Юность Татищева - [56]
— Вернуть полк от обозов! Охранять пушки, глаз не спускать… Ты, — ткнул пистолетом в грудь поручика, — ты командир, отвечаешь мне за левый фланг! — И ускакал туда, где кипел бой.
Василий не помнил, как наступил вечер, как брат пытался заставить его есть солонину и лечь отдохнуть. От обозов слышались пьяные крики, в голове гудело. Лишь под утро он забылся сном, но тотчас же крики «Шведы идут!» прогнали сон. Он вскочил в седло щипавшего траву Кубика, сжимая в руке шведскую саблю. Холм, на котором они находились, был со всех сторон окружен неприятельской пехотой. Поручик, оставленный за командира, приказал развернуть пушки. Все тринадцать ударили ровным залпом, в другой раз не успели зарядить: враги нахлынули сзади, завязалась рукопашная. Не успевший сесть в седло Иван Татищев швырнул в голову наседавшего на него с саблею шведа пустой ящик, подхватил упавший пистолет, выстрелил в грудь другого. Покачнулся, поискал глазами брата, упал, зажимая окровавленный бок мундира. С диким криком Василий принялся рубить и крестить саблею перед собой, пробиваясь к брату. Упал пронзенный пикой поручик, русских оставалось у орудий не более пяти человек, но бились все отчаянно, и никто не помышлял о сдаче в плен. Их стаскивали с коней, рубили саблями. Кубик взвивался на дыбы, всадник размахивал саблею уже один. Разом грянуло со всех сторон несколько выстрелов, и последнее, что увидел Василий, была его бегущая кровь из груди на конскую гриву…
Из 7000 шведов, вышедших на поле брани, в Митавский замок вернулось три тысячи. Ночью Левенгаупт скрытно выступил из Митавы на север и, пройдя спешно 40 верст, заперся в Риге. Вскоре под ударами двух пехотных и одного драгунского полка (под началом бомбардирского капитан-поручика Керхина и полковника Балка) сдалась крепость Бауска.
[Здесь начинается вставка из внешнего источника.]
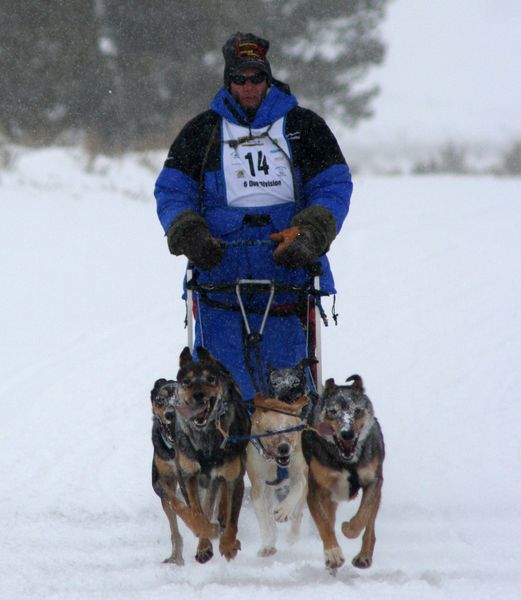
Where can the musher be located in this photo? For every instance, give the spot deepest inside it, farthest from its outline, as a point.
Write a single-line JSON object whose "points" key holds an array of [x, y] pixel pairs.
{"points": [[254, 188]]}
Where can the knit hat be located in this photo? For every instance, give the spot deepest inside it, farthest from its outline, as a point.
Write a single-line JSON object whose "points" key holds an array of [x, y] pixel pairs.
{"points": [[245, 50]]}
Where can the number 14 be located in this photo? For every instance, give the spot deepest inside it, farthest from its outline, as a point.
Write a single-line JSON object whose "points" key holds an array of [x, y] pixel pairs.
{"points": [[262, 163]]}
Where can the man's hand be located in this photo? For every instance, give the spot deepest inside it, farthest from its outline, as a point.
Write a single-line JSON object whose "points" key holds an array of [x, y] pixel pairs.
{"points": [[189, 235], [297, 247], [312, 231]]}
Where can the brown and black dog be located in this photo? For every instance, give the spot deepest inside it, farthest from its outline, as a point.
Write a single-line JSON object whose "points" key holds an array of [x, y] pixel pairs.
{"points": [[276, 468], [212, 430], [345, 452], [164, 474]]}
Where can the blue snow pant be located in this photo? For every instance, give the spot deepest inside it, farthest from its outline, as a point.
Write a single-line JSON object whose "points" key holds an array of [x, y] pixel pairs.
{"points": [[222, 333]]}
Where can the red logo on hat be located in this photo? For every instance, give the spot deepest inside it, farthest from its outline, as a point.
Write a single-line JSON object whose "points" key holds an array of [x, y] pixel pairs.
{"points": [[250, 51]]}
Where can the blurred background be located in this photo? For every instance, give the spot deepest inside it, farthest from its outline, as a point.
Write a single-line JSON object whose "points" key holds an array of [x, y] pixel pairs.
{"points": [[421, 87]]}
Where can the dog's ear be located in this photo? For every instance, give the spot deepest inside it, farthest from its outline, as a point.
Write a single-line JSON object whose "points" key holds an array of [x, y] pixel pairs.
{"points": [[330, 383], [306, 362], [186, 357], [358, 384], [203, 354], [155, 389]]}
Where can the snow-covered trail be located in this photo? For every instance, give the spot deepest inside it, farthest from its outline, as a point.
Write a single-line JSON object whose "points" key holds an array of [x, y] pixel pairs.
{"points": [[429, 299]]}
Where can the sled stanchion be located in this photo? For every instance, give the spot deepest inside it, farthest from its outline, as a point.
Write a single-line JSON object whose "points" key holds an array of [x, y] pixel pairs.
{"points": [[318, 338], [189, 307]]}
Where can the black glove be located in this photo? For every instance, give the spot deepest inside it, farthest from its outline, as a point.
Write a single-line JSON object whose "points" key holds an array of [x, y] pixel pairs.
{"points": [[189, 235], [310, 236]]}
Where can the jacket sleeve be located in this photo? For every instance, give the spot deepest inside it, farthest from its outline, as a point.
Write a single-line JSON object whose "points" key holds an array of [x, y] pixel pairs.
{"points": [[177, 186], [324, 173]]}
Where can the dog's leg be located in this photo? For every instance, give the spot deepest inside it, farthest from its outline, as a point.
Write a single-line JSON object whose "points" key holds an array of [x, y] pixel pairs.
{"points": [[233, 492], [204, 548], [365, 517], [177, 541], [203, 527], [323, 510], [296, 517], [297, 490], [261, 496]]}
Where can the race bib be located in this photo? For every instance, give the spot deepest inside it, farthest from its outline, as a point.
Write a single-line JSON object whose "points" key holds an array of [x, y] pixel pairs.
{"points": [[257, 171]]}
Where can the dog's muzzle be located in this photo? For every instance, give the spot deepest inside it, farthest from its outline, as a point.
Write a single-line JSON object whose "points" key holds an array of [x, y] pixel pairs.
{"points": [[283, 455], [346, 443]]}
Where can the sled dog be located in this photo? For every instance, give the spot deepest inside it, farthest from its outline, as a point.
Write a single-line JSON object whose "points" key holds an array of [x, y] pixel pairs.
{"points": [[289, 384], [212, 428], [164, 475], [345, 452], [276, 468]]}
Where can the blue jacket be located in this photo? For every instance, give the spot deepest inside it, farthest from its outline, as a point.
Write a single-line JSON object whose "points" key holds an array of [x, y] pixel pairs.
{"points": [[193, 179]]}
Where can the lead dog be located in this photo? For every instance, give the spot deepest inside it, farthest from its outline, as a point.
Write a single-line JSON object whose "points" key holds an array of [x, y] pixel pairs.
{"points": [[212, 430], [164, 476], [276, 468], [345, 453]]}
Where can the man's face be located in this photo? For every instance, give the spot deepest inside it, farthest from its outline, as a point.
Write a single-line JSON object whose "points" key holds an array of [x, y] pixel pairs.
{"points": [[249, 95]]}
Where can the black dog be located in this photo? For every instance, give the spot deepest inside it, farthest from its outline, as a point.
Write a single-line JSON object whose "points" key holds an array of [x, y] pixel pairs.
{"points": [[164, 476], [290, 383], [345, 452], [212, 428]]}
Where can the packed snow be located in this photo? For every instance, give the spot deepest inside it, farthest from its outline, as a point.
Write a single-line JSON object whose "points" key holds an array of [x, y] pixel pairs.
{"points": [[429, 297]]}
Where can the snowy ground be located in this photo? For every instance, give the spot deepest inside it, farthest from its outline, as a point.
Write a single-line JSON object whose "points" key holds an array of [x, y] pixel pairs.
{"points": [[428, 273]]}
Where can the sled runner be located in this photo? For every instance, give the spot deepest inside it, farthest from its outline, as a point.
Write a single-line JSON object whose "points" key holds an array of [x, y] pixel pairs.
{"points": [[308, 308]]}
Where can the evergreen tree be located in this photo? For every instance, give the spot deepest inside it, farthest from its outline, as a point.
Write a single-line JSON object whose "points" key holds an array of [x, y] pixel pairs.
{"points": [[130, 73]]}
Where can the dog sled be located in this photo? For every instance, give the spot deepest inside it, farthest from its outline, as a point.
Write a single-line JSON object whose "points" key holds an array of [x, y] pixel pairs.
{"points": [[309, 294]]}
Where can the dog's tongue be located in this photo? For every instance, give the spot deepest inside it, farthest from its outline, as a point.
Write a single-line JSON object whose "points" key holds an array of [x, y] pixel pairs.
{"points": [[325, 429], [187, 411]]}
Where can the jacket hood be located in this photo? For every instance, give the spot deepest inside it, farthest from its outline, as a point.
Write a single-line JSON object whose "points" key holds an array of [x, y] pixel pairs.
{"points": [[275, 105]]}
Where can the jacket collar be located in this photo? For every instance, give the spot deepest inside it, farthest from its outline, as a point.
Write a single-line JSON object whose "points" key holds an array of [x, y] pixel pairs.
{"points": [[275, 105]]}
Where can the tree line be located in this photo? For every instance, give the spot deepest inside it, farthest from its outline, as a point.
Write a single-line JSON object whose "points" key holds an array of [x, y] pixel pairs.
{"points": [[128, 73]]}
Путь в Польшу на сближение с армией Карла был свободен, но Петр решил иначе: он указал дерптскому коменданту Нарышкину взять инженеров и ехать от Пскова до Смоленска, дабы сделать линию обороны от реки Великой до Днепра, защитить броды, а дороги направить в болота, коли вздумает король шведский двинуть полки свои на Москву…
Александр Васильев, двадцатилетний крестьянин из подмосковного сельца Болдино, одетый в драгунский солдатский мундир, попал в Литву в первый раз. 1 сентября попрощался он с матерью и сестрою, а через три дня подъезжал уже к Вильне. В версте от города велено ему было сыскать жилье для постоя его господина — поручика драгунского полка. Поручик доставлял русскому гарнизону в Вильне, коим командовал князь Аникита Иванович Репнин, конную артиллерию из Москвы. По передаче оной указано ему было, господину поручику, дождаться приезда государя из Варшавы и Гродно, где он изволил делать войскам русским смотр.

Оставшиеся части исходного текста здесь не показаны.